On the larger issue, the Weyer case illustrates a key distinction between the two standards of judicial review that are applied in ERISA denial-of-benefits cases — de novo or arbitrary and capricious. The arbitrary and capricious standard applies if the plan contains language stating the insurer has the “discretion” to make a benefit eligibility determination. However, including such language in an insured health or disability plan issued or delivered in Illinois is unlawful according to 50 Ill. Admin. Code § 2001.3.
Where the arbitrary and capricious standard of review applies, though, courts uphold benefit denials so long as they are “reasonable.” Thus, given the discussion in the Weyer opinion acknowledging the existence of evidence supporting Reliance Standard’s determination, the outcome would have been completely different had the court not applied the de novo standard of judicial review.
What is particularly odd about most ERISA cases, though, is that while the Krolnik ruling states a trial is appropriate when the de novo standard applies, the 7th Circuit stands alone among the circuits in permitting trials.

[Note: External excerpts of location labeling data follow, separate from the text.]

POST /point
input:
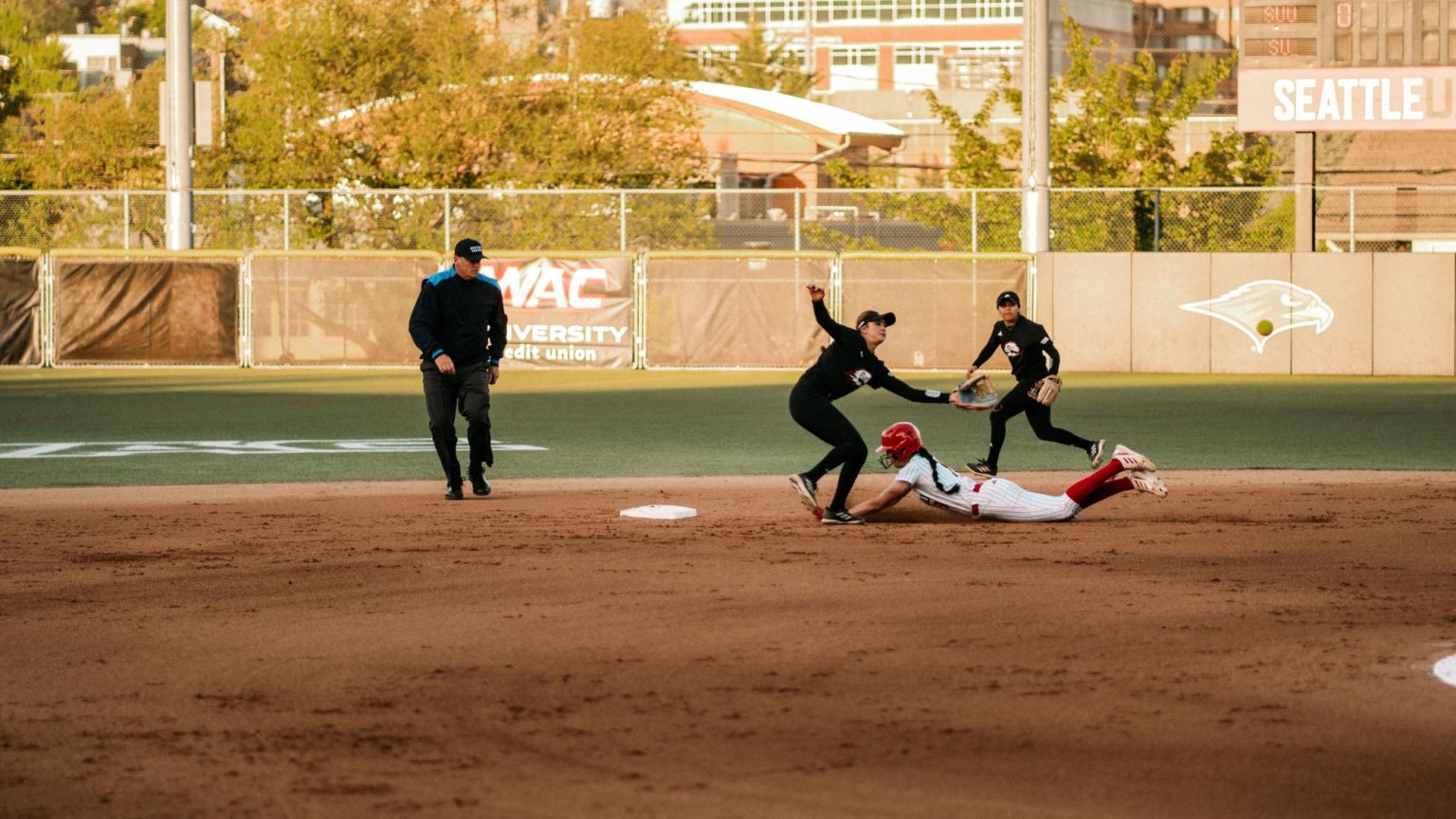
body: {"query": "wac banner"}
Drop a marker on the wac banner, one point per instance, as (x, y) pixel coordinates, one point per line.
(567, 312)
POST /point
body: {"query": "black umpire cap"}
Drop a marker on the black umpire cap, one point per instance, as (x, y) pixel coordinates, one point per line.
(872, 317)
(469, 249)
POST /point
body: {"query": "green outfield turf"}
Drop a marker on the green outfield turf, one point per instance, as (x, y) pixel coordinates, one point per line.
(670, 423)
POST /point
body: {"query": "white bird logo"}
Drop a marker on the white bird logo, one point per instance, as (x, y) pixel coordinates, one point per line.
(1286, 306)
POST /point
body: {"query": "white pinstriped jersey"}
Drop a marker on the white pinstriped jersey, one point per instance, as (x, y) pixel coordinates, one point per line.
(994, 499)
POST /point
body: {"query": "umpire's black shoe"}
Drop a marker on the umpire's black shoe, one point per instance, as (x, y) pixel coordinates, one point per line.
(480, 485)
(841, 518)
(982, 468)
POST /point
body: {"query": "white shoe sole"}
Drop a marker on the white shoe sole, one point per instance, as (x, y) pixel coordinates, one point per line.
(1132, 461)
(806, 493)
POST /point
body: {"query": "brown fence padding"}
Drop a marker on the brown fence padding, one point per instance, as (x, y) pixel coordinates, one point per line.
(336, 309)
(733, 312)
(944, 306)
(19, 311)
(157, 311)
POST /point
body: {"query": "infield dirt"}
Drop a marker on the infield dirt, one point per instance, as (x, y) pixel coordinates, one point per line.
(1257, 645)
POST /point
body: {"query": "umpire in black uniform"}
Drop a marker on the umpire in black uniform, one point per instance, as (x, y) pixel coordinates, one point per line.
(1028, 349)
(459, 325)
(845, 366)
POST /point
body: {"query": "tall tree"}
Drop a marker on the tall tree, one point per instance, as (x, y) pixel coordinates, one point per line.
(398, 92)
(763, 65)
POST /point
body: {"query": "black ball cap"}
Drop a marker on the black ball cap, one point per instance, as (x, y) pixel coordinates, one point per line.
(469, 249)
(874, 317)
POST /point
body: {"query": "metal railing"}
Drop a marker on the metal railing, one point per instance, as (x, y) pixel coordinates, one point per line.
(959, 220)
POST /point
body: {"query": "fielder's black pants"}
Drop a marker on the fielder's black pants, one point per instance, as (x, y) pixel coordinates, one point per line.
(1038, 415)
(467, 391)
(819, 415)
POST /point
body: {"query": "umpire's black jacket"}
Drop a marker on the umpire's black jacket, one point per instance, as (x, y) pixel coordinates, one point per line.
(461, 318)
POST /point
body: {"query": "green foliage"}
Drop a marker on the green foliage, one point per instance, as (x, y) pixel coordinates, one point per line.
(763, 65)
(1116, 133)
(100, 138)
(37, 67)
(361, 94)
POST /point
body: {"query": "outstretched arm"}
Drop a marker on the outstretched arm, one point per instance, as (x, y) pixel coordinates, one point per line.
(985, 355)
(833, 328)
(884, 500)
(912, 393)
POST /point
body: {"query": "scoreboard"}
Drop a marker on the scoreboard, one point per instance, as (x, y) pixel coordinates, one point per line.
(1346, 34)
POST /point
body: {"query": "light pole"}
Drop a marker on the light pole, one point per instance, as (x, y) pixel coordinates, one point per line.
(1035, 129)
(179, 125)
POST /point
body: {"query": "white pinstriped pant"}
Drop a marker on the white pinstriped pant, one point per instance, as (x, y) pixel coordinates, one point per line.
(997, 499)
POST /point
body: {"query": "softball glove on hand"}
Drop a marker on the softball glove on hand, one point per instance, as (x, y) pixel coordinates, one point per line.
(1046, 391)
(977, 392)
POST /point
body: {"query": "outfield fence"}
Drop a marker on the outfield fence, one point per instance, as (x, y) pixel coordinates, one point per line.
(1277, 314)
(782, 219)
(575, 309)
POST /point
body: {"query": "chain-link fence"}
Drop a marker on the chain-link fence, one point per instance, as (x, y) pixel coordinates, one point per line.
(781, 219)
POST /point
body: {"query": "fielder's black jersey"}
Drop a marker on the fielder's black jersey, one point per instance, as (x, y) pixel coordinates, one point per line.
(462, 318)
(1027, 346)
(847, 365)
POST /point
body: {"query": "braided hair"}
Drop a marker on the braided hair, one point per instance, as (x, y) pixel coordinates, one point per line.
(935, 474)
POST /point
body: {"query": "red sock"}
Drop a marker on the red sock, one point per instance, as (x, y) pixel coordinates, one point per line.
(1088, 485)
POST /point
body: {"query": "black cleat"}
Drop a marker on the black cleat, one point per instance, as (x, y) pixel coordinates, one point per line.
(841, 518)
(480, 485)
(982, 468)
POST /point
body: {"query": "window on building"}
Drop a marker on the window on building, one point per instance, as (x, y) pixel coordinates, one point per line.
(916, 54)
(728, 12)
(855, 56)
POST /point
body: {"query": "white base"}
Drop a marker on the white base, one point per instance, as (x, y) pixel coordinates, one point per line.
(1447, 670)
(660, 512)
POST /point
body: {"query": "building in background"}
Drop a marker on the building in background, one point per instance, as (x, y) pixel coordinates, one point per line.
(891, 46)
(1170, 29)
(875, 57)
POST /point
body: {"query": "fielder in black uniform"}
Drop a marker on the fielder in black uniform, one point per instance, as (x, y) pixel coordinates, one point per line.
(846, 365)
(1028, 347)
(459, 325)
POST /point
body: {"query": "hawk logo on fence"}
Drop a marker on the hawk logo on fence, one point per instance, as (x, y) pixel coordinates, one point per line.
(1283, 305)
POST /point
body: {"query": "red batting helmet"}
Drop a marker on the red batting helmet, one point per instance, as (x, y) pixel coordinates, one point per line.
(899, 442)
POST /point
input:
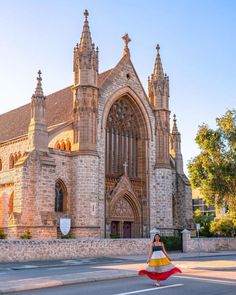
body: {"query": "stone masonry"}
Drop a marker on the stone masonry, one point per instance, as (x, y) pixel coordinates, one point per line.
(55, 153)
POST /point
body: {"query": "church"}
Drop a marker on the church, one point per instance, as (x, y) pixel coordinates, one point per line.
(100, 152)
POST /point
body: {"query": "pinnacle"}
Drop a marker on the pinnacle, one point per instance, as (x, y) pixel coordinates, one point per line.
(85, 40)
(39, 90)
(175, 128)
(158, 69)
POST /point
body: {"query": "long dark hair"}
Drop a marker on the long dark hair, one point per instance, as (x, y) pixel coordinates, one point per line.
(154, 239)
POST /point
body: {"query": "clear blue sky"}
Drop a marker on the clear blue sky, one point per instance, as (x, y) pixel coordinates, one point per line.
(197, 39)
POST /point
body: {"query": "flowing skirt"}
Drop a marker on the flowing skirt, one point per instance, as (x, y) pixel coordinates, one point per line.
(159, 267)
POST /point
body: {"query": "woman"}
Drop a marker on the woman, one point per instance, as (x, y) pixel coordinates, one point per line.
(159, 265)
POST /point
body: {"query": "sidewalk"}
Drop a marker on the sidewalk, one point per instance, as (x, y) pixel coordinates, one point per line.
(127, 266)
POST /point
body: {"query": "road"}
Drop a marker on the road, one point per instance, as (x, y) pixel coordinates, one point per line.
(201, 275)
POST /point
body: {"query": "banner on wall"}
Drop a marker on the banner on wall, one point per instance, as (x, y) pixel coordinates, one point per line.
(65, 225)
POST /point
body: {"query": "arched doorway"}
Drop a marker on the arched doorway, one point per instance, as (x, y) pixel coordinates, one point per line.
(125, 216)
(126, 154)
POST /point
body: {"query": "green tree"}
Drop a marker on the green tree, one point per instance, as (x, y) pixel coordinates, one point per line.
(213, 171)
(225, 226)
(204, 221)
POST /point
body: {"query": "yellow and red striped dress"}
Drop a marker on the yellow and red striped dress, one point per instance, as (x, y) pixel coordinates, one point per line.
(159, 267)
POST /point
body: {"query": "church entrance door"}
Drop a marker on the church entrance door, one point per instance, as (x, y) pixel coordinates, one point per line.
(126, 230)
(115, 229)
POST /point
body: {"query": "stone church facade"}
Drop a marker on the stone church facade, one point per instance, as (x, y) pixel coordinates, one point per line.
(100, 152)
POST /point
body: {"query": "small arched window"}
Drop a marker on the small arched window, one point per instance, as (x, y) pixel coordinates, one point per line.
(60, 196)
(68, 146)
(11, 205)
(11, 162)
(63, 146)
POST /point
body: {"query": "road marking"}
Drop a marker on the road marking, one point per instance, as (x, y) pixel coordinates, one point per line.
(150, 289)
(56, 268)
(203, 279)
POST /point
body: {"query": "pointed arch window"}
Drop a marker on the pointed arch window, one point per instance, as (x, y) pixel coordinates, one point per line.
(11, 205)
(122, 135)
(60, 196)
(11, 162)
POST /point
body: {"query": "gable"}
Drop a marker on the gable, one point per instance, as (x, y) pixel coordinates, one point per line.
(59, 106)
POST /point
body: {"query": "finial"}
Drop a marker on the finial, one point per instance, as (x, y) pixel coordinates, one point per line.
(127, 39)
(86, 14)
(125, 167)
(39, 73)
(175, 128)
(39, 90)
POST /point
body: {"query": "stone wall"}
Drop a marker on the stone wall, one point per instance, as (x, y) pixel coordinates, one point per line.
(207, 244)
(26, 250)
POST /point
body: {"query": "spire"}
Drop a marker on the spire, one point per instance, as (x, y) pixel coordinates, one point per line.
(85, 40)
(158, 69)
(127, 39)
(37, 131)
(39, 90)
(85, 65)
(175, 128)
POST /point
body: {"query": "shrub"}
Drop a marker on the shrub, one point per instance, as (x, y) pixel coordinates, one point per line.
(224, 227)
(26, 235)
(2, 234)
(205, 223)
(172, 243)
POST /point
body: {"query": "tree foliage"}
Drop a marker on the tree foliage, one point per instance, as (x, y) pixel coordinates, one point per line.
(204, 221)
(225, 226)
(213, 171)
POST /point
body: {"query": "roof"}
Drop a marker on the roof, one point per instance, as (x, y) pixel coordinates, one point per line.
(58, 110)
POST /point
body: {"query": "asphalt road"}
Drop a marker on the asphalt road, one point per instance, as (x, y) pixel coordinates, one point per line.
(201, 275)
(175, 285)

In every other federal circuit, courts adjudicate ERISA cases as file-review proceedings. Even in the 7th Circuit, most ERISA cases are decided based on the parties’ submission of a record to the court to conduct a trial on the papers.
While doing so promotes efficiency, what is lost is the ability of the trier of fact to evaluate the credibility of witnesses, although that was obviously not required in Weyer since the district court was persuaded both by the quantity and quality of the evidence presented.
Mark DeBofsky is a shareholder at DeBofsky Law Ltd.